Milco Private Limited managed to end its streak of losses in 2020, as the state-run dairy producer and marketer has reported a profit exceeding Rs.400 million for 2020, while the management is hopeful of increasing it to a billion rupees in the coming year.
According to Milco Executive Chairman Lasantha Wickramasinghe, the company has recorded a profit of Rs.430 million in 2020, as the beleaguered dairy producer was put back into the hands of better management and resolved the bottlenecks in its supply chain since the new government came into power in November 2019.
It wasn’t clear if Wickramasinghe was referring to the bottom line of the company or the profit at operating level.
During the three years from 2017 to 2019, the company has made losses of Rs.637 million, Rs.820 million and Rs.619 million, respectively.
The removal of the Nation Building Tax (NBT) and the slashing of the Value-Added Tax (VAT) have also enabled the company to preserve money.
The state-run dairy giant was reeling with the prolonged delays in the payments and defaulted payments to the milk farmers during the last five years.
Due to the lack of reliability on the payments, the farmers had built links with its private sector competitors to supply their milk.
Earlier this year, Milco, the producer and marketer of Highland-branded products, confirmed that it was facing shortages of their products due to low milk supplies from farmers.
However, since Wickramasinghe, who himself is a supply chain expert, took over in January, addressed the issues facing the farmers and payment delays to rebuild the confidence in the company.

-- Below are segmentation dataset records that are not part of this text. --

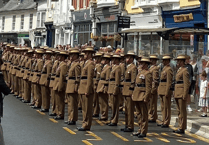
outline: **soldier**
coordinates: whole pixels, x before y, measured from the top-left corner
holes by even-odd
[[[51,71],[51,77],[50,77],[50,83],[49,83],[49,88],[51,89],[51,103],[52,103],[52,113],[49,114],[49,116],[56,116],[56,100],[55,100],[55,91],[53,90],[54,86],[54,80],[56,78],[56,70],[59,66],[59,53],[60,51],[56,50],[54,51],[55,56],[54,56],[54,64],[52,66],[52,71]]]
[[[23,82],[24,82],[24,97],[22,102],[23,103],[30,103],[31,101],[31,82],[29,81],[30,71],[32,67],[32,57],[33,57],[33,50],[28,50],[27,52],[27,62],[25,64],[25,71],[23,76]]]
[[[123,90],[122,95],[125,101],[125,128],[122,128],[121,131],[132,132],[134,130],[134,103],[132,101],[131,95],[134,90],[137,67],[133,63],[134,58],[136,57],[135,53],[129,51],[126,55],[126,71],[124,72],[123,80]]]
[[[156,122],[157,120],[157,88],[158,88],[158,82],[159,82],[159,67],[157,66],[157,55],[153,54],[150,55],[150,62],[151,66],[149,68],[149,71],[152,74],[152,91],[151,91],[151,97],[149,102],[149,122]]]
[[[103,65],[102,71],[100,73],[100,80],[97,87],[97,93],[99,96],[100,102],[100,121],[108,120],[108,84],[109,84],[109,76],[111,71],[110,66],[111,56],[107,53],[102,57],[101,64]]]
[[[39,84],[39,80],[41,78],[41,71],[44,66],[44,61],[43,61],[43,54],[44,50],[43,49],[36,49],[36,65],[34,68],[34,74],[32,78],[32,83],[34,84],[34,106],[32,107],[33,109],[40,109],[41,104],[42,104],[42,96],[41,96],[41,85]]]
[[[96,53],[94,55],[95,69],[94,69],[94,99],[93,99],[93,117],[99,117],[99,98],[98,93],[96,92],[100,74],[102,71],[102,53]]]
[[[190,87],[190,78],[189,72],[187,67],[185,67],[185,55],[179,55],[177,60],[178,71],[176,73],[176,84],[175,84],[175,93],[174,98],[177,104],[178,110],[178,120],[179,120],[179,127],[177,130],[174,130],[175,133],[184,134],[184,131],[187,127],[187,97],[189,93]]]
[[[55,91],[55,102],[56,102],[56,117],[55,120],[63,120],[64,119],[64,111],[65,111],[65,89],[66,83],[64,82],[65,75],[67,73],[67,63],[66,58],[68,57],[67,51],[60,51],[59,53],[59,66],[56,69],[56,78],[54,80],[53,90]]]
[[[158,95],[161,100],[162,122],[158,124],[162,128],[168,128],[171,119],[171,84],[173,81],[173,71],[170,67],[170,55],[163,56],[163,70],[160,76]]]
[[[75,125],[78,120],[78,86],[81,75],[81,67],[79,63],[79,50],[72,49],[70,51],[71,66],[67,76],[66,95],[68,100],[68,125]]]
[[[149,58],[142,57],[140,62],[141,71],[137,74],[136,86],[132,95],[132,100],[138,110],[139,123],[138,132],[133,133],[133,136],[139,138],[146,137],[148,131],[148,101],[152,90],[152,74],[148,69],[149,64]]]
[[[81,80],[78,89],[78,94],[80,94],[82,98],[83,124],[82,127],[78,127],[78,131],[90,130],[93,111],[94,62],[92,60],[92,55],[95,51],[92,47],[88,46],[83,52],[85,53],[85,63],[81,71]]]
[[[46,50],[45,52],[45,63],[41,71],[41,78],[39,84],[41,85],[41,96],[42,96],[42,109],[41,112],[49,112],[50,107],[50,88],[49,88],[49,77],[52,70],[52,51]]]
[[[108,85],[108,94],[112,102],[112,117],[108,124],[109,126],[117,126],[119,117],[119,93],[121,80],[120,55],[114,54],[112,56],[112,71],[110,72],[110,80]]]

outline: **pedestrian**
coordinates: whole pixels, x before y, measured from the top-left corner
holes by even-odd
[[[184,134],[187,128],[187,110],[186,104],[188,99],[188,92],[190,87],[190,76],[187,67],[185,66],[186,55],[178,55],[176,58],[178,71],[175,78],[175,92],[174,98],[176,100],[177,111],[178,111],[178,129],[173,132]]]
[[[200,82],[200,98],[199,98],[199,106],[202,107],[203,114],[201,117],[207,117],[207,106],[208,106],[208,81],[207,74],[205,71],[201,74],[201,82]]]

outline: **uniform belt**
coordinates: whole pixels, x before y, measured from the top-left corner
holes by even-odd
[[[110,79],[110,81],[115,81],[115,79]]]
[[[126,79],[124,80],[124,82],[131,82],[131,79]]]
[[[145,84],[136,84],[137,87],[145,87]]]
[[[177,81],[176,84],[183,84],[184,81]]]
[[[86,79],[87,79],[87,77],[81,77],[81,79],[82,79],[82,80],[86,80]]]

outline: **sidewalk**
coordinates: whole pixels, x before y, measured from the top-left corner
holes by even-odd
[[[191,104],[193,111],[187,113],[187,131],[200,135],[205,138],[209,138],[209,117],[200,117],[202,112],[197,112],[195,104]],[[208,113],[209,116],[209,113]],[[161,120],[161,108],[158,104],[158,119]],[[176,111],[176,104],[171,105],[171,125],[178,126],[178,114]]]

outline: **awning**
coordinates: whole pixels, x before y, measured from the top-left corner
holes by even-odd
[[[209,28],[199,27],[182,27],[182,28],[154,28],[154,29],[125,29],[119,33],[157,33],[164,39],[168,40],[170,34],[195,34],[195,35],[208,35]]]

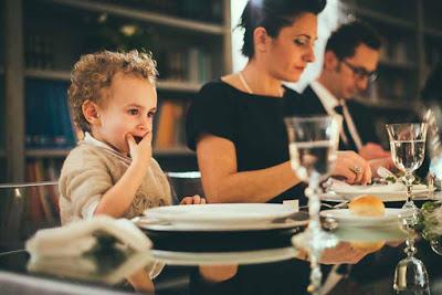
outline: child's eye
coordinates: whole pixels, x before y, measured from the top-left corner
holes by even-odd
[[[127,113],[128,113],[129,115],[138,115],[138,109],[131,108],[131,109],[127,110]]]
[[[308,43],[307,40],[305,40],[304,38],[296,38],[295,40],[293,40],[293,42],[299,46],[305,46]]]

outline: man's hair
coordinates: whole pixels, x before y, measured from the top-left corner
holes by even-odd
[[[270,36],[276,38],[282,28],[291,25],[303,13],[318,14],[326,3],[327,0],[249,0],[238,24],[244,29],[242,54],[253,57],[256,28],[263,27]]]
[[[71,73],[67,99],[73,120],[82,130],[91,131],[91,126],[83,115],[83,103],[85,101],[106,103],[108,95],[105,91],[117,73],[137,76],[148,81],[152,86],[158,75],[151,53],[140,53],[136,50],[127,53],[102,51],[85,54],[75,63]]]
[[[365,44],[372,50],[379,50],[381,39],[379,33],[369,24],[355,20],[340,25],[327,41],[325,51],[332,51],[339,60],[351,57],[355,50]]]

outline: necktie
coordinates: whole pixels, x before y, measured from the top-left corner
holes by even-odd
[[[344,103],[340,103],[339,105],[335,106],[335,108],[334,108],[336,114],[339,114],[339,115],[343,116],[343,131],[344,131],[344,135],[345,135],[345,137],[347,139],[346,141],[345,140],[340,141],[339,148],[340,149],[349,149],[349,150],[357,151],[358,149],[356,147],[355,140],[352,139],[350,130],[348,128],[347,118],[344,115],[344,105],[343,104]]]

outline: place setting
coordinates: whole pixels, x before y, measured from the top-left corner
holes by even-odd
[[[390,138],[391,157],[394,166],[402,173],[398,176],[380,167],[380,180],[369,186],[348,185],[336,179],[328,179],[323,201],[338,202],[327,206],[340,209],[324,210],[322,217],[332,218],[340,225],[387,226],[396,225],[398,217],[415,219],[419,209],[413,200],[435,200],[433,179],[427,183],[419,181],[413,172],[424,160],[427,124],[392,124],[386,126]],[[383,208],[383,203],[404,202],[402,208]],[[351,210],[351,207],[362,209]],[[367,210],[364,210],[366,207]],[[348,208],[348,209],[343,209]],[[370,212],[371,211],[371,212]]]
[[[215,203],[148,209],[133,222],[156,250],[224,252],[288,246],[308,217],[291,204]]]

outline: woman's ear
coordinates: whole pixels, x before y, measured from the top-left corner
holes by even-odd
[[[82,104],[82,110],[83,116],[91,125],[97,126],[101,124],[97,104],[86,99]]]
[[[257,27],[253,31],[253,42],[255,51],[265,52],[271,43],[271,36],[263,27]]]
[[[338,64],[339,60],[336,54],[333,51],[326,51],[324,54],[324,70],[335,71]]]

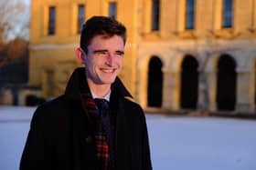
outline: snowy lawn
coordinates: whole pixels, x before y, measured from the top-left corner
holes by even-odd
[[[0,169],[16,170],[34,107],[0,106]],[[256,121],[147,115],[155,170],[255,170]]]

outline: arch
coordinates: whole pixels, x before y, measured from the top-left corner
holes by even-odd
[[[237,73],[236,62],[232,56],[224,54],[218,61],[217,71],[217,109],[233,111],[236,104]]]
[[[162,106],[163,98],[163,63],[156,55],[153,55],[148,65],[147,105]]]
[[[198,98],[198,62],[186,55],[181,64],[180,105],[184,109],[196,109]]]

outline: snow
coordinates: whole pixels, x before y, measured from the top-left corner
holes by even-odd
[[[0,106],[0,169],[18,169],[35,107]],[[146,115],[155,170],[255,170],[255,120]]]

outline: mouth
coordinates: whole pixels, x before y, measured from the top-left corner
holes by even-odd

“We have planned special programmes to provide the dairy farmers with grass next year. At the same time, we are also working towards strengthening the dairy collection network. Besides, we are also working on educating the farmers of the good dairy practices and have allocated funds for that,”
The company is also planning to introduce a new line of products into the market, this year.
Despite the availability of a myriad of competitors in the dairy products segment, there is a generational bond towards Highland-branded dairy products in the minds of the Sri Lankan consumer.
However, the consumers more often than not find Highland products missing on supermarket shelves, as the company appears to be struggling to make up with the demand.